The Sexton Act of 2014 would ensure that mental health is evaluated regularly and as a central element of a servicemember’s overall readiness by:
- Requiring annual mental health assessments for all servicemembers, including members of the Active, Guard and Reserve components. Right now, the military provides the most effective mental health screening only for those who are preparing for or returning from deployment, despite research that shows the majority of military suicides occur among servicemembers who have never deployed.
- Establishing a working group between the Department of Defense and Department of Health and Human Services to find innovative ways to improve access to mental health care for members of the National Guard and Reserve, where service members often rely on civilian health insurance and providers. Suicide among Guard members hit a record high in 2013.
- Requiring an interagency report to evaluate existing military mental health practices and provide recommendations for improvement, including peer-to-peer programs that Donnelly has proposed in the past.
- Ensuring that seeking help remains a sign of strength by protecting the privacy of the servicemember coming forward.
Donnelly’s introduction of the Sexton Act followed the Department of Defense announcing on April 25, 2014 that the country lost 522 servicemembers to suicide in 2012. Early data show the toll for 2013 at more than 470 servicemembers. While suicides among active duty servicemembers declined modestly, suicides among members of the National Guard continued to rise, hitting a record high last year. Already in 2014, military leaders have publicly expressed concern over an unprecedented spike in suicides rates so far this year.

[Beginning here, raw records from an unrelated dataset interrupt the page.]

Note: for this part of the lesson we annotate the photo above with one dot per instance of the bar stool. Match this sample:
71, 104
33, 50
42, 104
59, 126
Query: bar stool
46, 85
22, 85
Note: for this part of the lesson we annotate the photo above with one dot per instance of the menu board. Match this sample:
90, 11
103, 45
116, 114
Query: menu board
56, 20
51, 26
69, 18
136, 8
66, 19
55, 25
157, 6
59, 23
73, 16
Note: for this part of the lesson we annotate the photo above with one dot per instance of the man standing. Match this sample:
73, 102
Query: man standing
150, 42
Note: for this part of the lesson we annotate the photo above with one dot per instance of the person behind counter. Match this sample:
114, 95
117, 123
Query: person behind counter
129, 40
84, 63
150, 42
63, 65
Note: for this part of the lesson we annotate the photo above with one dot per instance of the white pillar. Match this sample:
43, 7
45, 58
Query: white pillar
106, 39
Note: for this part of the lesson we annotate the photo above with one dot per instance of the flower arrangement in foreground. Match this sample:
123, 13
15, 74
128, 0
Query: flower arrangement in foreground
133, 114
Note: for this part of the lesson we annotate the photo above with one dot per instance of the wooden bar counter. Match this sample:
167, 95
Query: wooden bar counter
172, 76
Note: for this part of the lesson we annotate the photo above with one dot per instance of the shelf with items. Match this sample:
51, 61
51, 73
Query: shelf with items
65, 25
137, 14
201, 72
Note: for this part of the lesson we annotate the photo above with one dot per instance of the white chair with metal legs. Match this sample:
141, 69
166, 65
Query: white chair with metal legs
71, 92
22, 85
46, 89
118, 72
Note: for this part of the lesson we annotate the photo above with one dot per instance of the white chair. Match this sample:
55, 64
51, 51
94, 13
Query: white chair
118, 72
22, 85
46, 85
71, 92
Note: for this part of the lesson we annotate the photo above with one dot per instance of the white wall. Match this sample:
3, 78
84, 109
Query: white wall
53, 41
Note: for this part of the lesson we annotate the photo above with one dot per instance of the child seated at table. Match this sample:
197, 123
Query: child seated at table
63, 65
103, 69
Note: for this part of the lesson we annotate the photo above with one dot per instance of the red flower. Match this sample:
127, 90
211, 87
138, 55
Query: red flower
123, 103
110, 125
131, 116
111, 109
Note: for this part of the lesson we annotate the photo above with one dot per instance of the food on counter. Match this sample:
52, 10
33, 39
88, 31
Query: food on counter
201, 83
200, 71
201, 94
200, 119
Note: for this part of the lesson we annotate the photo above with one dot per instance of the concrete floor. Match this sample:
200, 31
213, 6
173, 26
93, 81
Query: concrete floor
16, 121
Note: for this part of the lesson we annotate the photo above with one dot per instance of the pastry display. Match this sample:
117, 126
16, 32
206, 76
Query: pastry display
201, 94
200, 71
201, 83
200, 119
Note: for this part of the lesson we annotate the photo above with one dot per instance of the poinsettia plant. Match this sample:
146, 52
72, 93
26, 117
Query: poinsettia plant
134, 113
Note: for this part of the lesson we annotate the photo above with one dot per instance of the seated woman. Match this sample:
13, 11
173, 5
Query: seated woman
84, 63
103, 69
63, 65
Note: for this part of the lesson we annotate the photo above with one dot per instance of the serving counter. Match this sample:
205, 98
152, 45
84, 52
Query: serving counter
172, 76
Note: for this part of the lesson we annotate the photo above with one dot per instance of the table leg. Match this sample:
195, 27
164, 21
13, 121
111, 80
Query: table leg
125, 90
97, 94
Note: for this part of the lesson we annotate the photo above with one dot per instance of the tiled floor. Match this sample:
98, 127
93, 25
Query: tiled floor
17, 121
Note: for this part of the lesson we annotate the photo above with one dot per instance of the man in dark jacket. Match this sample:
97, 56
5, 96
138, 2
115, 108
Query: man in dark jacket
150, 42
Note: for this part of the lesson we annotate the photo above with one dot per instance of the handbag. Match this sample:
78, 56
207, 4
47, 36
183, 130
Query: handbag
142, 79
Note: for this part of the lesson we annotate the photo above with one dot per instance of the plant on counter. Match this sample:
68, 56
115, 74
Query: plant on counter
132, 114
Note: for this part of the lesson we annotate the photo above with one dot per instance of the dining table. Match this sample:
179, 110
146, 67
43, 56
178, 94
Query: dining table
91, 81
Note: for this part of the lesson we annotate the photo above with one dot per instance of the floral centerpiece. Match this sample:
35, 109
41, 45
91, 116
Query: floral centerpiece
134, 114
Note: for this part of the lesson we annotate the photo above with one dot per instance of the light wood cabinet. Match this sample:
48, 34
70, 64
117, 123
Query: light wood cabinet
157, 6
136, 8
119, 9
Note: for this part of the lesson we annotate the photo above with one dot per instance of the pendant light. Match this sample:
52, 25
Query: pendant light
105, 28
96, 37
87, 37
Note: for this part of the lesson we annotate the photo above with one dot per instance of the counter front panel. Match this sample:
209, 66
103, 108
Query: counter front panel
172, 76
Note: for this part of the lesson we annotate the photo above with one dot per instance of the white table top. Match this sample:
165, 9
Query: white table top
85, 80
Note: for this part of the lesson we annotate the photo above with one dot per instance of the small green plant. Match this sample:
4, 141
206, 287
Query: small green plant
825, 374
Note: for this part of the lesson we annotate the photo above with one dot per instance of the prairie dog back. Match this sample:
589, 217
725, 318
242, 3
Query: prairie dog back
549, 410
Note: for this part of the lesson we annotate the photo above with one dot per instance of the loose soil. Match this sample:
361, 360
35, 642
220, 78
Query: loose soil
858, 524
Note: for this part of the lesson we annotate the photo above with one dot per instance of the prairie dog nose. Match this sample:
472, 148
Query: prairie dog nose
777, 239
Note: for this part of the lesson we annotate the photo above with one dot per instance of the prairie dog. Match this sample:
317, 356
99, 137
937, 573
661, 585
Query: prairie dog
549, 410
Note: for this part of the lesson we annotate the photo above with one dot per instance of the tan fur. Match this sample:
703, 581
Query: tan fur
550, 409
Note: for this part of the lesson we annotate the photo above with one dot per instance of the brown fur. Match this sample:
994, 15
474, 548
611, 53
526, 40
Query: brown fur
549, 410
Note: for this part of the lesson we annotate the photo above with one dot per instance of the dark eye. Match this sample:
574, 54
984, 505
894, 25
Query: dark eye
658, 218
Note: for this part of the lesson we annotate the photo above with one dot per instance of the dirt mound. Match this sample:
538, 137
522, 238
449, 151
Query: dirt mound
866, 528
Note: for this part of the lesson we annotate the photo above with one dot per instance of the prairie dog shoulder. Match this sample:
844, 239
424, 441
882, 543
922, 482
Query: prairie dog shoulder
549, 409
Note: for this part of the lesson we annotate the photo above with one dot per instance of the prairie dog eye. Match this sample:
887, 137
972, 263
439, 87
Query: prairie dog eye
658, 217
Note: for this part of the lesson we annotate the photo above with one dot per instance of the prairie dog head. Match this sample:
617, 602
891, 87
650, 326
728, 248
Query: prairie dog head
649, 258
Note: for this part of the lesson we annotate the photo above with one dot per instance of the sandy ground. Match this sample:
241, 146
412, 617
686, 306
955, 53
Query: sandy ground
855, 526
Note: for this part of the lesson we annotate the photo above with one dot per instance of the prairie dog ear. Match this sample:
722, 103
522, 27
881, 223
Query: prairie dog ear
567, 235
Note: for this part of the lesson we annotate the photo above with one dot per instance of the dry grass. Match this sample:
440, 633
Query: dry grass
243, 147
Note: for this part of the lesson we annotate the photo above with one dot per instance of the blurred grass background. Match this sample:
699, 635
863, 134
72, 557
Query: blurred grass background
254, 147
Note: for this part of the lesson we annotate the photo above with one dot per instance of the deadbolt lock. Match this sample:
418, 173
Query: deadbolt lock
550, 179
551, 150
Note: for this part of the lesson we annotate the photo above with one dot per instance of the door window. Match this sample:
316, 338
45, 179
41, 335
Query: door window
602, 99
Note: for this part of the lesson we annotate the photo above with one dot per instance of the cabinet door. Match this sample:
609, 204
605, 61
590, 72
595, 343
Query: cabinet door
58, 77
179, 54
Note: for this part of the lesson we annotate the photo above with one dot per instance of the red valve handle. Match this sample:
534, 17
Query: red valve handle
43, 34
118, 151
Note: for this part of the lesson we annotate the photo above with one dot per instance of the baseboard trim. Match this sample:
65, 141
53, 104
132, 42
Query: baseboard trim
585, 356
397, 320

The Sexton Act is named after Indiana National Guardsman Jacob Sexton, who took his own life while home on a 15-day leave from Afghanistan. Donnelly has been working with Jacob’s parents to help prevent one more family from going through what the Sexton family experienced after losing Jacob in 2009.
Additional Provisions of Interest that Donnelly Helped Pass Relating to Mental Health Care for Servicemembers and their Families:
- Assessing Suicides in the Reserve Components: Would require DoD to develop a standard method for collecting, reporting and assessing suicide data and suicide attempt data among members of the National Guard and Reserves. This would ensure data is accurate and suicides are not undercounted among members of the National Guard and Reserve.

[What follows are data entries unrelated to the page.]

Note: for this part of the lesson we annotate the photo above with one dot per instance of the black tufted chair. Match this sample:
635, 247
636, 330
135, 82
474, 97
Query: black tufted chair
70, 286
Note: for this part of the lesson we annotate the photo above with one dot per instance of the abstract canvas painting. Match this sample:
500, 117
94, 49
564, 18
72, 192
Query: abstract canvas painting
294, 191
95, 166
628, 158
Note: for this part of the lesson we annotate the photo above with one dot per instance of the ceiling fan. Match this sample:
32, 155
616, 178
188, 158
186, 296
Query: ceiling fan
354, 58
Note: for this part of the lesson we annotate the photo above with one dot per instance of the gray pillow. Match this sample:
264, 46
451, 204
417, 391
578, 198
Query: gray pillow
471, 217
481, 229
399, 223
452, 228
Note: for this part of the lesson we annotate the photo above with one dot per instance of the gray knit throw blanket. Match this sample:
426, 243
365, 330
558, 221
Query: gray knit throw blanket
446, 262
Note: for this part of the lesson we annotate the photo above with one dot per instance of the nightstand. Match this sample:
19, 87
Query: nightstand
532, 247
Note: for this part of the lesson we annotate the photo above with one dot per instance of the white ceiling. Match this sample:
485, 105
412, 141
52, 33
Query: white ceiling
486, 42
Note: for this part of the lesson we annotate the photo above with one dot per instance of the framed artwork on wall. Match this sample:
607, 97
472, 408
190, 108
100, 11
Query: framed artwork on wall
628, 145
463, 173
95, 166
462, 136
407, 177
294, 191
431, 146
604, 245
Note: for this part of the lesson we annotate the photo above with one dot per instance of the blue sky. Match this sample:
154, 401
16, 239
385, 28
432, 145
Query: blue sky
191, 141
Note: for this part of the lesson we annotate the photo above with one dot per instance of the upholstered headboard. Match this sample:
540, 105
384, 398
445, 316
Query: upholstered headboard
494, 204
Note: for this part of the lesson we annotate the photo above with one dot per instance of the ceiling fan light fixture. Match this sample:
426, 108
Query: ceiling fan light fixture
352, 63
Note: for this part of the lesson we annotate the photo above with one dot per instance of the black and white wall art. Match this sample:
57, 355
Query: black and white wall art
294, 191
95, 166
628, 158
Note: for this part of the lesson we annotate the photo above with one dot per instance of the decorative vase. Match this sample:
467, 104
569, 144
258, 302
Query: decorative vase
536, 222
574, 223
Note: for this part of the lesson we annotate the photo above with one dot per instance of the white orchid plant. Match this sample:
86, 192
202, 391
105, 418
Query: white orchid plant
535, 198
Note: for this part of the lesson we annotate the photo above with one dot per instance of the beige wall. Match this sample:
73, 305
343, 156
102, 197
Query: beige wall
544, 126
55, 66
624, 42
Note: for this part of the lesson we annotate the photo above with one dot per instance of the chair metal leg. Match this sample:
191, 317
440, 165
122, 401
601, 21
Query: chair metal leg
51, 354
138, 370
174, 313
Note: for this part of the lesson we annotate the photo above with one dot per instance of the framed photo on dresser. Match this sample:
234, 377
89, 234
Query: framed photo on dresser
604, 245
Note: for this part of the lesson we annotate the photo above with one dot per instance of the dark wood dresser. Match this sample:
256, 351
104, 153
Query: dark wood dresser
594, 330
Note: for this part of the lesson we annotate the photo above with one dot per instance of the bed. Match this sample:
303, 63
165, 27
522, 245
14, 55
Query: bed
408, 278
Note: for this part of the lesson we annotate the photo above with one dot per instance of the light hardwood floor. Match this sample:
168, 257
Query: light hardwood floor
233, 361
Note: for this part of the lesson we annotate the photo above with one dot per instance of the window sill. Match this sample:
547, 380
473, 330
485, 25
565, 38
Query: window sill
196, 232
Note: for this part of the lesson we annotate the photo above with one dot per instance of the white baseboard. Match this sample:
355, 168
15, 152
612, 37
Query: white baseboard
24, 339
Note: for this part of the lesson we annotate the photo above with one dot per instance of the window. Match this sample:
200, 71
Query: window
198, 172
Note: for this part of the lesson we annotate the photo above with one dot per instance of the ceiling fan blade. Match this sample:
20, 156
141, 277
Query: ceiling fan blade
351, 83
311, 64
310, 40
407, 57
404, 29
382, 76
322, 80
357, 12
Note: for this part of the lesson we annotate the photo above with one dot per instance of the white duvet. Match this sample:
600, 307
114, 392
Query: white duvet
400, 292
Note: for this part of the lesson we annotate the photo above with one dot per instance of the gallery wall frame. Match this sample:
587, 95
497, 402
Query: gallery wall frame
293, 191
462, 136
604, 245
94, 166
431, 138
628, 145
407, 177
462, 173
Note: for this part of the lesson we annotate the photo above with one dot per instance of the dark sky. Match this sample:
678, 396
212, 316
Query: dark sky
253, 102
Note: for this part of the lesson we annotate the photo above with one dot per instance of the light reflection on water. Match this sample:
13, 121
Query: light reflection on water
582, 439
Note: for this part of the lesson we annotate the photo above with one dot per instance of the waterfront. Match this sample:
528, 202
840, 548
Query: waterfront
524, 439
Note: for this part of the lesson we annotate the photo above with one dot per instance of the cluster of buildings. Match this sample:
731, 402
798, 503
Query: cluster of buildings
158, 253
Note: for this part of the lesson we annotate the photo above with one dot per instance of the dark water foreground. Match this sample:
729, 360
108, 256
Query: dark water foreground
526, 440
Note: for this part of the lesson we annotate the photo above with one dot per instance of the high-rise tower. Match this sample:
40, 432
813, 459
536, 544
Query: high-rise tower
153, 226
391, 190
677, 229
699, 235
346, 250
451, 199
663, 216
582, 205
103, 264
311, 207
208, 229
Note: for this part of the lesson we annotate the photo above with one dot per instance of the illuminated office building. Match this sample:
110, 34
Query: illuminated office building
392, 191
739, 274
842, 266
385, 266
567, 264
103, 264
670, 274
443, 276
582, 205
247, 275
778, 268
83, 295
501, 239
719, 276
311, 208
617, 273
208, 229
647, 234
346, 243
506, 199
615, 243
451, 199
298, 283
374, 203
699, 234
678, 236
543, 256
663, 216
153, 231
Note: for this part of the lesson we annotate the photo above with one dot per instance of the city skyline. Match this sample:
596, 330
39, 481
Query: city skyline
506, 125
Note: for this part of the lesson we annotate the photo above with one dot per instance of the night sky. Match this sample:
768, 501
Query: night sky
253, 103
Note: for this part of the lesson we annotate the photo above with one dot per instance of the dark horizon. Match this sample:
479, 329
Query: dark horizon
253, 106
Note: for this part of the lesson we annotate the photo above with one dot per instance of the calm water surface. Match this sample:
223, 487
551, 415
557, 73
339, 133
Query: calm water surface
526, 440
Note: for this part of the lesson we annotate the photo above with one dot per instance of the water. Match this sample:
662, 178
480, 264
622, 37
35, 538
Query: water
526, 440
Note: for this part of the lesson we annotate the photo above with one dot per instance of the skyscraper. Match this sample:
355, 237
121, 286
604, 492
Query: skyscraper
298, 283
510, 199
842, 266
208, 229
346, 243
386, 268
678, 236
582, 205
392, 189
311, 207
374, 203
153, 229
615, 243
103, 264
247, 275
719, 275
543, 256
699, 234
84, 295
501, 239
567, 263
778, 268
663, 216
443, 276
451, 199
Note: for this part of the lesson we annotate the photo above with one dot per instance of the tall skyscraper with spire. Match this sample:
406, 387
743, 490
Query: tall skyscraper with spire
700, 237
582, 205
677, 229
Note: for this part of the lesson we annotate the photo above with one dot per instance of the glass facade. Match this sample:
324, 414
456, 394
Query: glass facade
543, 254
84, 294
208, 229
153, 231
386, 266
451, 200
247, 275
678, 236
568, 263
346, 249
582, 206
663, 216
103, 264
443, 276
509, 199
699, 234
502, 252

- Assessing Suicides Among Military Families: Would require DoD to develop and implement a program to track, retain and analyze information on suicides among military dependents. This would enable DoD to track military family suicides.
- Improving Mental Health Recommendations: Would require DoD to report to Congress on the feasibility and advisability of implementing recommendations provided by Institute of Medicine on improving mental health resiliency among servicemembers. It would require DoD to make progress in planning to implement recommendations from the Institute of Medicine on mental health initiatives.

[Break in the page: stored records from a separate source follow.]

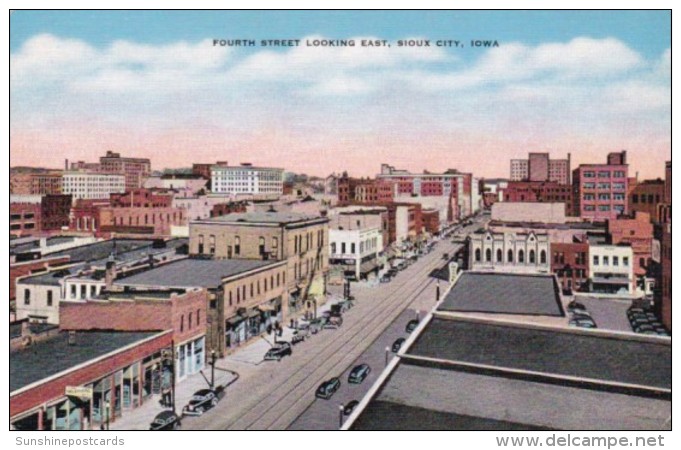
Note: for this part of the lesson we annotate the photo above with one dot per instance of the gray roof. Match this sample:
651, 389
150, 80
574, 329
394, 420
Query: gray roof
186, 273
54, 355
551, 351
504, 294
420, 397
284, 217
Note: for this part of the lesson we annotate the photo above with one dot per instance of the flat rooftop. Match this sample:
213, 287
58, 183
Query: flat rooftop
559, 352
185, 273
54, 355
504, 294
266, 217
428, 398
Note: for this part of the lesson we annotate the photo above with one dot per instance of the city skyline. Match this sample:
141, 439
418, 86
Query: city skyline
589, 84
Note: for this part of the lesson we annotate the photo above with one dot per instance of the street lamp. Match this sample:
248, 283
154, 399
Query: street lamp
213, 357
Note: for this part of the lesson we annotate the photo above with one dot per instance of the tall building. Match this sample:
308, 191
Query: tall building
247, 179
540, 167
89, 185
600, 191
135, 170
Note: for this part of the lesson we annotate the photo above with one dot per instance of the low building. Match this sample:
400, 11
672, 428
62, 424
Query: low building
84, 380
509, 252
611, 270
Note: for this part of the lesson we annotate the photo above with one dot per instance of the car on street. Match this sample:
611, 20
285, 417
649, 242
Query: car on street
165, 420
201, 401
347, 410
359, 373
398, 344
328, 388
278, 351
411, 326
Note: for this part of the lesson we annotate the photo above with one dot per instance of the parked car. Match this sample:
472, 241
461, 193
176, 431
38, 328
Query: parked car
350, 407
277, 352
397, 345
165, 420
328, 388
201, 402
359, 373
411, 326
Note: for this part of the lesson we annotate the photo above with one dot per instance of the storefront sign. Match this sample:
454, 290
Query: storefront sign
82, 392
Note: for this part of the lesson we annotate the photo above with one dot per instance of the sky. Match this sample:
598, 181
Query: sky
151, 83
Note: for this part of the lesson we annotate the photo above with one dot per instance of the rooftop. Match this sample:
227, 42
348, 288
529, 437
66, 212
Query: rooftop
265, 217
207, 273
55, 355
504, 294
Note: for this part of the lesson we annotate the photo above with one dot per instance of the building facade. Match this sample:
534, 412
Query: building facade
600, 190
509, 252
247, 179
90, 185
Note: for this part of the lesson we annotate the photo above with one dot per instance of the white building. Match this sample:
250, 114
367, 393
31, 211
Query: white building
247, 179
611, 270
510, 252
355, 242
89, 185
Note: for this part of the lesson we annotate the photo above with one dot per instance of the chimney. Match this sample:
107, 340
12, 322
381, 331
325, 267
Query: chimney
110, 274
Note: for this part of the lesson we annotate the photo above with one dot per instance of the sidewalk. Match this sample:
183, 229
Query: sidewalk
140, 418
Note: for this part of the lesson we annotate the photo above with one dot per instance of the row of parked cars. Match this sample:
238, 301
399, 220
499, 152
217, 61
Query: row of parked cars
644, 321
579, 316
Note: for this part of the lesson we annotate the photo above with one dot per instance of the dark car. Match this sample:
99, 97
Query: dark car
350, 407
328, 388
277, 352
397, 345
165, 420
359, 374
411, 326
201, 402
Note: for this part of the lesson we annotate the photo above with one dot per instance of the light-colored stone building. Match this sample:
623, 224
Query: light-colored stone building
299, 239
510, 252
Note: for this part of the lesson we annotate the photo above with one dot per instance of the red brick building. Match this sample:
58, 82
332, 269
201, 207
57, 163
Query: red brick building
431, 221
646, 196
636, 231
570, 263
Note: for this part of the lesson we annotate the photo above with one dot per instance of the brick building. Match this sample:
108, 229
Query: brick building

- Removing Limits on Mental Health Services: Would remove limits on inpatient mental health services to put these services on equal footing with the rules for other medical and surgical care. This would be a move toward parity between mental and physical health care in DoD.
- Strengthening Privacy Protections for Mental Health Information in Military Justice Proceedings: Would strengthen privacy protections in the military justice system for a servicemember’s mental health records or communications with a mental health professional. This would help protect servicemember privacy in seeking mental health care.